Beginning with Abraham, God has been obvious about revealing himself to us so that we could be in relationship with him. A relationship, not a religion, is God's ultimate purpose in creating us.
Let's survey at the beginning, with Adam and Eve. They had lead communication with God, and all of their needs were met.
Then Satan appeared to Adam and Eve as a serpent, and tempted them. Unfortunately they chose to believe Satan and disobey what God told them. As a succeed, Adam and Eve fell out of relationship with God.
But do you know what God forthwith told Satan? God said that a girl's child would be Satan's foe. God said that Satan would have partial victory, bruising the child's heel. But the child would negotiate the final blow, crushing Satan's head.
Here it is:
"Then the Lord God said to the serpent, 'Because you have done this, you are cursed more than all animals, domestic and wild. You will crawl on your belly, groveling in the dust as long as you livelihood. And I will mind animosity between you and the girl, and between your offspring and her offspring. He will impress your head, and you will touch his heel."7
Satan will have a concise-lived victory, striking the heel of the girl's offspring.
Throughout all of history, who is the only man born of a girl, and not from a man and a girl? Jesus, the Son of Mary, privilege?

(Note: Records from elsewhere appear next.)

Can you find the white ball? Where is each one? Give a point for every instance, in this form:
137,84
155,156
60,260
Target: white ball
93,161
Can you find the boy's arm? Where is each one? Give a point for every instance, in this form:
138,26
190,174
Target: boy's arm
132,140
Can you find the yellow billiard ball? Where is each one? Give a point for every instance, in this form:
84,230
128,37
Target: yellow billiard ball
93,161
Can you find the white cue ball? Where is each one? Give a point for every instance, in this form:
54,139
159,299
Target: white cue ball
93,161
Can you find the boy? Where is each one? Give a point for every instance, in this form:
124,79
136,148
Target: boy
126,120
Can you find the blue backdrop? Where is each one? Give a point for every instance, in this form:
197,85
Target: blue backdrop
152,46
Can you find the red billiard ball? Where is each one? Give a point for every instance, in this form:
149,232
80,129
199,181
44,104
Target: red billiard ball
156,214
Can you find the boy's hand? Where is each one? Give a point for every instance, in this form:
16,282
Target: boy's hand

Satan would feign the heel of this offspring of a woman. But the offspring would influence a blow to Satan's head. And the only route to slay a serpent is to touch its head.
What does this mean? There is only one explanation to it.

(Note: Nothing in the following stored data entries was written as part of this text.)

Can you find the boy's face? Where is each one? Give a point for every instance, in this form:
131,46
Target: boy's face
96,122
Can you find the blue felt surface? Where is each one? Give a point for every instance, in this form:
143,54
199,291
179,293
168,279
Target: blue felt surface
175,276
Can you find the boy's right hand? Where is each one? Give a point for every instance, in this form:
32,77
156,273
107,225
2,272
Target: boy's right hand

Satan dealt a blow to Jesus on the cross, when Jesus' feet and hands were nailed. But Jesus' delivered the crushing blow to Satan. On the cross, Jesus overcame Satan. Jesus paid for the sins of all humankind, offering everyone forgiveness and a bearing to come back into relationship with God.
The prophet Isaiah wrote about this offspring:
"He had no beauty or majesty to attract us to him, nothing in his appearance that we should greed him. He was despised and rejected by men, a man of sorrows and close-fisted-fisted with suffering.
Like one from whom men secrete their faces, he was despised and we esteemed him not.
Surely he took up our infirmities and carried our sorrows; soundless we considered him stricken by God, smitten by him and afflicted.
But he was pierced for our transgressions; he was crushed for our iniquities, and the punishment that brought us peace was on him and by his wounds we are healed.
We all like sheep have gone astray, each of us has turned to his own route, and the Lord has laid upon him the iniquity of us all."8
Who is the prophet Isaiah talking about? It's very positive. He is talking about Jesus. And when was this written? More than 600 years before Jesus Christ.
From the beginning, through thousands of years, God always said that Jesus will arrive and he will die, impartial imagination we read from Isaiah. What would you think of God if, at the very transport outcome, he changed his mind? What if, after thousands of years promising Jesus, God would change his mind and not have Jesus die for us? God does not transform his intellect.